Mulher é morta pelo marido; sogra da vítima relata histórico de violência do filho

A mãe dele contou que abriu diversos processos contra o filho, mas ele se recusava a sair da casa da vítima, na zona norte, mesmo com determinação judicial. Ele já havia sido condenado por matar uma ex-namorada

Filipe Távora / redacao@diarioam.com.br

Manaus – Marli Correia da Silva, 36, foi assassinada a facadas, na casa dela, na zona norte de Manaus, na noite desta quarta-feira (11). A polícia classificou o crime como feminicídio e aponta como autor o marido da vítima, o borracheiro Mark Amorim Simões, 36. O homem, que está foragido, já havia sido condenado por matar uma ex-namorada. A própria mãe de Mark contou que abriu diversos processos contra o filho por agredir fisicamente e verbalmente a nora dela, mas ele se recusava a sair de casa, mesmo com determinação judicial.

Marli foi morta a facadas (Foto: Reprodução Sandro Pereira)

De acordo com informações da Delegacia Especializada em Sequestros e Homicídios (DEHS), a vítima foi atingida por três facadas, uma na barriga e duas nas costas, dentro de casa, na Rua das Pedreiras, Colônia Terra Nova III.

Marli foi socorrida e levada ao Serviço de Pronto Atendimento (SPA) Galileia, onde morreu na madrugada desta quinta-feira, por volta de 1h. O corpo dela foi levado para Instituto Médico Legal (IML), ainda na madrugada.

Os dois moravam ao lado da casa da mãe do suspeito, a autônoma Ana Lúcia Amorim Simões, 53. À reportagem, Ana Lúcia afirmou que ela e a nora já tinham aberto diversos processos contra Mark por violência doméstica.

Mark, que tinha histórico de violência contra Marli, fugiu após o crime (Foto: Reprodução Sandro Pereira)

De acordo com a autônoma, a justiça já havia determinado que o homem se afastasse da vítima. “Meu filho já tinha arrumado, anteontem (terça-feira), um apartamento qualquer, aqui perto, depois de se recusar, por meses, a atender ao pedido da Justiça. Mas, ontem (quarta), às 22h, ele voltou à casa dela e esfaqueou a minha nora”, relatou Ana Lúcia.
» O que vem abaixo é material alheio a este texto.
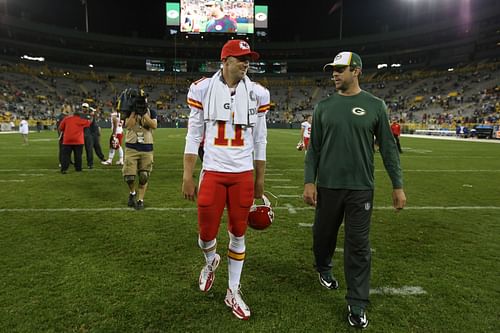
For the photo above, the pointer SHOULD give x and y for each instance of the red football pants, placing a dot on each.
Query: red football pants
(221, 189)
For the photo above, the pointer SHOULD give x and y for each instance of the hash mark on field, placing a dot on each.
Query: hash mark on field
(403, 291)
(291, 209)
(341, 250)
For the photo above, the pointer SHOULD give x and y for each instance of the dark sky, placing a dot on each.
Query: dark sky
(307, 20)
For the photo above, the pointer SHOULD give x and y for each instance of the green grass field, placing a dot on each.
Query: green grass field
(74, 258)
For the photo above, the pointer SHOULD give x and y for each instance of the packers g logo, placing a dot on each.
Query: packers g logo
(358, 111)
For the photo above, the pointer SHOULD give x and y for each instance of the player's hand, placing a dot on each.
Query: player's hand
(310, 194)
(258, 190)
(398, 199)
(189, 189)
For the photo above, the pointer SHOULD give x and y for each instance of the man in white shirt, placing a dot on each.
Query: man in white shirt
(115, 141)
(24, 130)
(305, 132)
(229, 111)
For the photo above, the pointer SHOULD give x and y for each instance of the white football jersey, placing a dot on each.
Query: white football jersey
(119, 127)
(228, 147)
(307, 129)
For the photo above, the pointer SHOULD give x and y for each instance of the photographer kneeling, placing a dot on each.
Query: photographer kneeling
(140, 122)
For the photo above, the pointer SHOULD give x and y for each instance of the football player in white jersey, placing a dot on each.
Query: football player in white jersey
(229, 111)
(305, 131)
(115, 141)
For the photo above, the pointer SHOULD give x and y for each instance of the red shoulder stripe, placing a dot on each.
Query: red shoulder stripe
(195, 104)
(264, 108)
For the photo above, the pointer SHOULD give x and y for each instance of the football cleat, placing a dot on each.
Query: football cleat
(207, 274)
(131, 200)
(261, 216)
(357, 316)
(328, 281)
(235, 302)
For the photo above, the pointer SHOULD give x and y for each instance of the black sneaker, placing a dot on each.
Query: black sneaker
(131, 200)
(357, 316)
(328, 281)
(139, 205)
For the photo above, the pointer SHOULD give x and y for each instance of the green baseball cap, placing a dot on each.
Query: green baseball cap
(345, 58)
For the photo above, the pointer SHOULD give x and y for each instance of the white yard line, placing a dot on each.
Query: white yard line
(403, 291)
(188, 209)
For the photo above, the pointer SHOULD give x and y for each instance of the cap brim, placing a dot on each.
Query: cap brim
(332, 65)
(253, 55)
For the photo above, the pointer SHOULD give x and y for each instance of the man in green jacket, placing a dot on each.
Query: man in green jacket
(339, 179)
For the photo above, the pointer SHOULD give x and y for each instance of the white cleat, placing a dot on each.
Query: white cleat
(207, 274)
(235, 302)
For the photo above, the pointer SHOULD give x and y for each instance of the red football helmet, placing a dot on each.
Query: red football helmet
(261, 216)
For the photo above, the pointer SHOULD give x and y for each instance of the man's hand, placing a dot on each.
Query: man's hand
(258, 190)
(188, 188)
(398, 199)
(310, 194)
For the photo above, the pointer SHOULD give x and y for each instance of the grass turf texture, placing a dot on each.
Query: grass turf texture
(74, 258)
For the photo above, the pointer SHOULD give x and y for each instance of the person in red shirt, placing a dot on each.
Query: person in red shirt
(72, 128)
(396, 132)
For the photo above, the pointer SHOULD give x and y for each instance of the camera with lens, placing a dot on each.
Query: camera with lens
(132, 100)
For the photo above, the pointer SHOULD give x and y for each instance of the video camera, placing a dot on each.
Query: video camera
(132, 100)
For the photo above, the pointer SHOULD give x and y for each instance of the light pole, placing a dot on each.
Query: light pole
(84, 2)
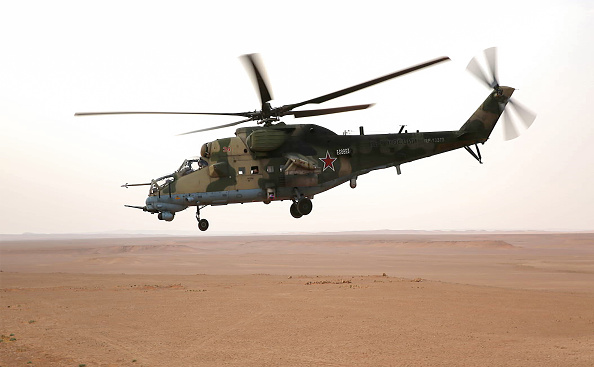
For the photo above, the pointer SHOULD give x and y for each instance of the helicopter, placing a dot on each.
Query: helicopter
(275, 161)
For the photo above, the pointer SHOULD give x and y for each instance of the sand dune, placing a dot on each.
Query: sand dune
(355, 299)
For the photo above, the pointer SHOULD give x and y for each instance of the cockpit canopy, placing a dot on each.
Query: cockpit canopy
(191, 165)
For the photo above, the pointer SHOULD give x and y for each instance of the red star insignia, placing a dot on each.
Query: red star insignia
(328, 161)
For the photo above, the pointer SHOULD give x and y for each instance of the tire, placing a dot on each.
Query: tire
(294, 212)
(203, 224)
(304, 206)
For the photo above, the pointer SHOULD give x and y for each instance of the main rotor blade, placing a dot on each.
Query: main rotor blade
(245, 114)
(491, 56)
(327, 111)
(524, 113)
(258, 77)
(357, 87)
(217, 127)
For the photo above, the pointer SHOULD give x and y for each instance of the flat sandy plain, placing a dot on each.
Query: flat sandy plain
(341, 299)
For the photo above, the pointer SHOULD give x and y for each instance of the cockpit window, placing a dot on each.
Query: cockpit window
(160, 183)
(191, 165)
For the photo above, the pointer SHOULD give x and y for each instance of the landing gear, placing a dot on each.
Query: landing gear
(295, 212)
(202, 223)
(304, 206)
(301, 207)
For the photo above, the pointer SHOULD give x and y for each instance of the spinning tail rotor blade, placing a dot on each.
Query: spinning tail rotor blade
(509, 130)
(475, 69)
(491, 57)
(526, 116)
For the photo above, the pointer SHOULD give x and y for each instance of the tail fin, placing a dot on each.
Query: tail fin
(480, 125)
Ana Lúcia contou que Mark fugiu logo após cometer o crime, e permanece foragido. “Ontem à noite, ela correu até o meu portão, depois de ele já ter fugido, toda ensanguentada”, disse a mãe do homem, que também falou sobre o histórico de dependência química de Mark. “Ele bebia muito e usava drogas. Está desempregado há cinco anos”, contou.

A autônoma afirmou que quer ver o filho preso. “Me sinto muito triste e decepcionada. Não tem como explicar. Ele fez uma crueldade com ela. Ele não tem que estar solto, ele é um perigo para a sociedade. O que eu mais quero é que ele seja preso e pague pelo que fez”, disse.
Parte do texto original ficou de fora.